Source: Les Echos
Les pays arabes ont besoin de plus d'une centaine de milliards de dollars pour éponger leurs déficits externes et faire face aux déséquilibres profonds de leurs finances publiques qui ont atteint des niveaux records depuis le début des soulèvements arabes, fin 2010. De nombreux pays dont l'Egypte, la Jordanie, le Maroc, la Tunisie et le Yémen se sont tournés vers le Fonds monétaire international (FMI) en quête d’assistance, sans beaucoup de résultats.
Le G8 avait lancé, au cours de sa réunion de Deauville en 2011une initiative du «Partenariat de Deauville» au bénéfice des pays arabes en transition, afin de leur apporter le soutien nécessaire à d'établissement de «sociétés libres, démocratiques et tolérantes», selon le texte de la déclaration officielle du partenariat. L'initiative s’articule autour de trois principaux axes : la création d'emplois par le développement du secteur privé, l’appui à la réforme institutionnelle et à la gouvernance et le renforcement de l'intégration des économies arabes au sein de l'économie mondiale.

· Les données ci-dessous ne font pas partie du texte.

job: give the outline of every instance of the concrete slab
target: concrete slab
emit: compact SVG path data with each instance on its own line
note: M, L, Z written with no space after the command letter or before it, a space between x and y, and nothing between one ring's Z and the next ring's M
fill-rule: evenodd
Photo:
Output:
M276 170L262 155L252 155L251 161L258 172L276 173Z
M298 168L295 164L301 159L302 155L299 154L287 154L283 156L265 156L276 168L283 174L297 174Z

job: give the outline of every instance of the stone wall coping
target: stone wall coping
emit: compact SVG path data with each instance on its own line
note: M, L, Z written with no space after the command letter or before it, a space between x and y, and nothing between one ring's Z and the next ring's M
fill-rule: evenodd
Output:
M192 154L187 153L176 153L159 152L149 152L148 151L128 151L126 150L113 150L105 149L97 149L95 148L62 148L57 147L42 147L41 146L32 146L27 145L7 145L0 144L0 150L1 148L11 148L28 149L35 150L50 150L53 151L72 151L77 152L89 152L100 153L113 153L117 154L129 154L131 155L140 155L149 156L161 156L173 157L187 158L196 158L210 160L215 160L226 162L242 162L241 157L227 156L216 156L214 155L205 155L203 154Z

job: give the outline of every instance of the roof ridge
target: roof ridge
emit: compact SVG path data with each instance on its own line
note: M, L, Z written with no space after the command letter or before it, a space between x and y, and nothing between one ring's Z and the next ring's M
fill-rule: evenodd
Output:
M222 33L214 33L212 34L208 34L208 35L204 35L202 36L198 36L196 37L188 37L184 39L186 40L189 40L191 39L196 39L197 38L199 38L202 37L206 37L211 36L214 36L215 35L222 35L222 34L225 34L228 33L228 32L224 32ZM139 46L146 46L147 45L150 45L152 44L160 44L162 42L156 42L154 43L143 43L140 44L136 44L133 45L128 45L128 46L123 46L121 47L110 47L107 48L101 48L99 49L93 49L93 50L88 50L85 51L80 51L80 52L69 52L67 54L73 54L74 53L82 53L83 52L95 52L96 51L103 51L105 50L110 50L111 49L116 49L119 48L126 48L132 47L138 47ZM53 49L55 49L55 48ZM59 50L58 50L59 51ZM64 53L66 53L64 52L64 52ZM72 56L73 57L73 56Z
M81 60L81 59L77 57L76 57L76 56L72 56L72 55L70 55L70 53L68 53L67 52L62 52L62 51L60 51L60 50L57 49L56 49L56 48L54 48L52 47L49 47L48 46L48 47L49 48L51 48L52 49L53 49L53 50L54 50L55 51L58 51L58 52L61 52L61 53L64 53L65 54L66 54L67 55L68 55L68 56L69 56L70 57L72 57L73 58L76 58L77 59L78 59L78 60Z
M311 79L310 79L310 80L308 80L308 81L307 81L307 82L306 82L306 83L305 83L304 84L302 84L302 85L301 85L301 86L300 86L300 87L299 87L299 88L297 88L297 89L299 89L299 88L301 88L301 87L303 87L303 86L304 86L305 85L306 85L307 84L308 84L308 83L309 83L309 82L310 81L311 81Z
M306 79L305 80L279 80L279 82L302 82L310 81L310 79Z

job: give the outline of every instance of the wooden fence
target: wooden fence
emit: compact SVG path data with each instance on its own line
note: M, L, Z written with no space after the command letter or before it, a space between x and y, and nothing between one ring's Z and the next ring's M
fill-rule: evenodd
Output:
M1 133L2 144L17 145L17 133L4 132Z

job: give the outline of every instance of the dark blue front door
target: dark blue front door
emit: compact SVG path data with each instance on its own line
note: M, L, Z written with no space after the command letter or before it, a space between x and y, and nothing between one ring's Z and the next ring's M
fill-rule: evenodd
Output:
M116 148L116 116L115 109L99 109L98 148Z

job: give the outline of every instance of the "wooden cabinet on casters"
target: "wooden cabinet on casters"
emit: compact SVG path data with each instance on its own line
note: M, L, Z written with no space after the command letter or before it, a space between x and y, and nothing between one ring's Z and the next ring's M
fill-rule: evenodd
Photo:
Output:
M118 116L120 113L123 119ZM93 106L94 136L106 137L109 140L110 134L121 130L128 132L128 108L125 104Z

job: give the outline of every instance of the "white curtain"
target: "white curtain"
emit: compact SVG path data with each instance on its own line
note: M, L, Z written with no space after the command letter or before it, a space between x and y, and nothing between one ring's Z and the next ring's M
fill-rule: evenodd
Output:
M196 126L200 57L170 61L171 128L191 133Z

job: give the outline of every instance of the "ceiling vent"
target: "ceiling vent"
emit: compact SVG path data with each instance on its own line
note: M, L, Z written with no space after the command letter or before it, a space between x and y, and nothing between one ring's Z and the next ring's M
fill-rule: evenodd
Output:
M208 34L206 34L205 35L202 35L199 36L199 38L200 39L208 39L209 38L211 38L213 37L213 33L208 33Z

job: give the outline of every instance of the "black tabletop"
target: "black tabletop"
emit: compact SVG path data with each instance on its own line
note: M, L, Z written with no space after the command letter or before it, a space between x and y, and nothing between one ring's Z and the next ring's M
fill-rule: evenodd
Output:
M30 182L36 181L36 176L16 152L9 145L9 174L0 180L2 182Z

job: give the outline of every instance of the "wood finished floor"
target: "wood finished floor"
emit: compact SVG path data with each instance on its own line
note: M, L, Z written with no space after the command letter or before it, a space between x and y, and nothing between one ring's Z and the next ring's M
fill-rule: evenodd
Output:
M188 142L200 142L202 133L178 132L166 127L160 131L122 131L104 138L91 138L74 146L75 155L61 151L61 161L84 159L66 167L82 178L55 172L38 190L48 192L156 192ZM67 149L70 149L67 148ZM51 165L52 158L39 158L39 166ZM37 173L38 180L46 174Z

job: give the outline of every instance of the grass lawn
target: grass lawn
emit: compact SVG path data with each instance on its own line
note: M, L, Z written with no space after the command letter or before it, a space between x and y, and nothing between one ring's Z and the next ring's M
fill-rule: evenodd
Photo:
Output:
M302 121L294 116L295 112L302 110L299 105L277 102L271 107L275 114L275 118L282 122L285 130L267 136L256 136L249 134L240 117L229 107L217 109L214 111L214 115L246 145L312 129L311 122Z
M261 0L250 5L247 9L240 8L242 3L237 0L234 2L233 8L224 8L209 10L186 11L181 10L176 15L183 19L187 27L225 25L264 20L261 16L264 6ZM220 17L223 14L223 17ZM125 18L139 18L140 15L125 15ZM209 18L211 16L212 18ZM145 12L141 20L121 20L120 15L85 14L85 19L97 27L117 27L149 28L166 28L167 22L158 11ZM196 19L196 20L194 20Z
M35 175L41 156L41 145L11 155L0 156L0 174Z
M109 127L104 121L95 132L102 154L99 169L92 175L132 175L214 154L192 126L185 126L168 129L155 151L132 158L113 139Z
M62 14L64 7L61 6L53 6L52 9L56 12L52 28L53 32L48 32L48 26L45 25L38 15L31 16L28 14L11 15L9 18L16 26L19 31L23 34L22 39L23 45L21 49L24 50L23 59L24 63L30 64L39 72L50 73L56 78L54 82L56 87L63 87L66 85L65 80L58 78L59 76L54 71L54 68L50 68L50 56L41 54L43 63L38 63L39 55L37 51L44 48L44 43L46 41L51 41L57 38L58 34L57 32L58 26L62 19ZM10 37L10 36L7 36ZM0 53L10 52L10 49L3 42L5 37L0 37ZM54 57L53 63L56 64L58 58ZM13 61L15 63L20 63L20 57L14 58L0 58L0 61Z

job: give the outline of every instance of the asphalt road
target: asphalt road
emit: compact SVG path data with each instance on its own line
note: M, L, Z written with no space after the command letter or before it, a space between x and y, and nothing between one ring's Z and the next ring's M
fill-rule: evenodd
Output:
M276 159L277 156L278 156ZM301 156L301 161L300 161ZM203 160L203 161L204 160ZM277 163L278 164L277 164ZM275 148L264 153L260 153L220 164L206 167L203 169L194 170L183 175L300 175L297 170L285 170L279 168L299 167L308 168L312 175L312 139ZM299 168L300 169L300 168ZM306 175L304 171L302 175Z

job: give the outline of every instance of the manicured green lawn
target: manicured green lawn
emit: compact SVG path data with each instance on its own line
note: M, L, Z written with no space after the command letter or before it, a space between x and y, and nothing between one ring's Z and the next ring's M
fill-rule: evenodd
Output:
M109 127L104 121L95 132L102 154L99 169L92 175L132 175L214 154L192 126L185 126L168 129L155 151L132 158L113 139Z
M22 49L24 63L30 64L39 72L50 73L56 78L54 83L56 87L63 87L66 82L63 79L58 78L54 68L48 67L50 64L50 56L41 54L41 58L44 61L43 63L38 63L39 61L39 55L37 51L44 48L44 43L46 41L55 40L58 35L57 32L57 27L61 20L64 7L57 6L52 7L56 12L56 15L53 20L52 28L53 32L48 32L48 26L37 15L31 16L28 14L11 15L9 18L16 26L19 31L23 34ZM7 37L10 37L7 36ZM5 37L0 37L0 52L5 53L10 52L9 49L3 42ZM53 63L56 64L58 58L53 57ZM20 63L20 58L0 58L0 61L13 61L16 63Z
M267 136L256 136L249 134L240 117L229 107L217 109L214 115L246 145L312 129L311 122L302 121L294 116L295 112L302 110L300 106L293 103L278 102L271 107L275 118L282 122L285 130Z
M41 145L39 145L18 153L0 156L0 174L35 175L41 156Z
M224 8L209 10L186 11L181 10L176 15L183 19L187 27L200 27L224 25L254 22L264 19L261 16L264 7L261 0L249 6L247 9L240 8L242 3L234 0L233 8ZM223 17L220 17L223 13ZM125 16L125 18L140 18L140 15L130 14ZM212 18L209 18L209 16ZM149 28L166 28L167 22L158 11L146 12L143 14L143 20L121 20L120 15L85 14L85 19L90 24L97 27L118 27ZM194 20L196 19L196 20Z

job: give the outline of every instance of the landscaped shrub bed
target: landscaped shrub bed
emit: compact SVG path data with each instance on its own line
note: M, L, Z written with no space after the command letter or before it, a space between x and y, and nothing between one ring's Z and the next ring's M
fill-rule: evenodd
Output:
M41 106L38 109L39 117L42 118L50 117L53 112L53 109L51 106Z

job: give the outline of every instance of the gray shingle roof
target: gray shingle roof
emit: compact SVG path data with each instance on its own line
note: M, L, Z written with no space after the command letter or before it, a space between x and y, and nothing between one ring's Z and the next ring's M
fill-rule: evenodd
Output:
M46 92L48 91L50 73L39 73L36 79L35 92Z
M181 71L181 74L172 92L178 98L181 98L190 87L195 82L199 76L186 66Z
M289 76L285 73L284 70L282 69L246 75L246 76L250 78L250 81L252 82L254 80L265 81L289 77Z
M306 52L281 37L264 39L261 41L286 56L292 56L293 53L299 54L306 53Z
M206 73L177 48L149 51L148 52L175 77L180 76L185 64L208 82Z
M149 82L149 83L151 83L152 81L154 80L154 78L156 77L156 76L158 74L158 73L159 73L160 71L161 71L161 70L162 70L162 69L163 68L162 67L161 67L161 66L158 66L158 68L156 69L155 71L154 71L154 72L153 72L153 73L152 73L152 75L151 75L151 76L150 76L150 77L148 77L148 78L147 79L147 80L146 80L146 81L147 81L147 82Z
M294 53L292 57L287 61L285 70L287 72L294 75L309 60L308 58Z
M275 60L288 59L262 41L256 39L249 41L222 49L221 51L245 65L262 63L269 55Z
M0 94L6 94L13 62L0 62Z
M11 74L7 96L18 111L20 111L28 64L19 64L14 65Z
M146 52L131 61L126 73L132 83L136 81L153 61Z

Deux ans après le lancement de cette initiative, les résultats sont très modestes. Contrairement à l'immense appui dont a pu bénéficier l'Europe de l'Est au lendemain de la chute du mur de Berlin, le Partenariat de Deauville n’a pas tenu ses promesses et n'a pas été à la hauteur des besoins de financement dans les pays arabes. La communauté internationale semble confuse et désorientée face aux transformations politiques, économiques et sociales dans la région arabe et est incapable de les accompagner par des mécanismes adéquats de soutien. La confusion a atteint son paroxysme au vu des positions hésitantes et désordonnées face aux récents développements politiques en Egypte.L’approche du FMI est inadaptée aux spécificités des phases de transition politique
A défaut d'instruments appropriés pour financer la phase de transition, les pays arabes qui connaissent des difficultés financières n’ont trouvé que le FMI comme refuge. Il est vrai que les emprunts du FMI ont un faible coût financier comparativement à d'autres sources de financement. Ils servent également à redorer l'image de l'économie, améliorer la note souveraine du pays et augmenter la confiance des investisseurs. Toutefois, l'approche de cette institution qui repose sur la sauvegarde des équilibres économiques par le recours aux politiques d'austérité, ne convient pas aux spécificités des phases de transition politique marquées par le recul de l'activité économique et le manque de sécurité et de stabilité, comme c'est le cas en Egypte, en Tunisie ou encore au Yémen.
De plus, les prêts du FMI sont souvent conditionnés par la mise en place de mesures impopulaires telles que la baisse des subventions à la consommation, l'augmentation des impôts, le gel des salaires et la réduction des emplois dans le secteur public.
L'Egypte avait entamé depuis plus de deux ans des négociations pour obtenir un prêt de 4,8 milliards de dollars dont l’approbation a été reportée à plusieurs reprises en raison de tensions politiques en raison des doutes du FMI quant à la capacité du gouvernement à appliquer effectivement les mesures d'austérité exigées.
Privatisations aux conséquences désastreuses : mainmise d’une élite sur l’économie
L’Egypte avait déjà fait l’expérience des politiques du FMI dans les années 90 dans le cadre de l'ajustement structurel. De nombreux égyptiens considèrent que ces politiques ont été à l’origine de la hausse du chômage, la pauvreté et l'exclusion sociale. Les conséquences des politiques de privatisation étaient également désastreuses dans la mesure où celles-ci ont consacré la mainmise d’une élite d’hommes d'affaires proches du régime de Moubarak sur l’économie par le biais de d’opérations de transferts entachées de corruption et de gaspillage des deniers publics.
Cette expérience pénible a joué en défaveur du président déchu Mohamed Morsi au moment où les aspirations sociales des Egyptiens étaient énormes et leur refus de se plier aux conditions du FMI était sans équivoque. Se soumettre au dictat du FMI était perçu comme une trahison à la révolution du 25 janvier. La détérioration des conditions de vie de vastes catégories d’égyptiens et l'absence de mécanismes efficaces de soutien au processus de transition politique, associées à d'autres facteurs, ont alimenté la grogne populaire et facilité la destitution de Morsi.
Les prêts du FMI ont un coût social important et risquent de conduire à plus d’instabilité sociale et politique. La communauté internationale, en coopération avec les institutions financières internationales, doit s’engager plus fortement dans le soutien de la transition démocratique dans les pays du Printemps arabe et apporter l’aide nécessaire pour répondre aux besoins sociaux pressants. Le coût de l’inaction peut s’avérer colossal si ces pays échouent leur transition et glissent dans la violence et l'extrémisme qui risque de s’étaler sur des décennies.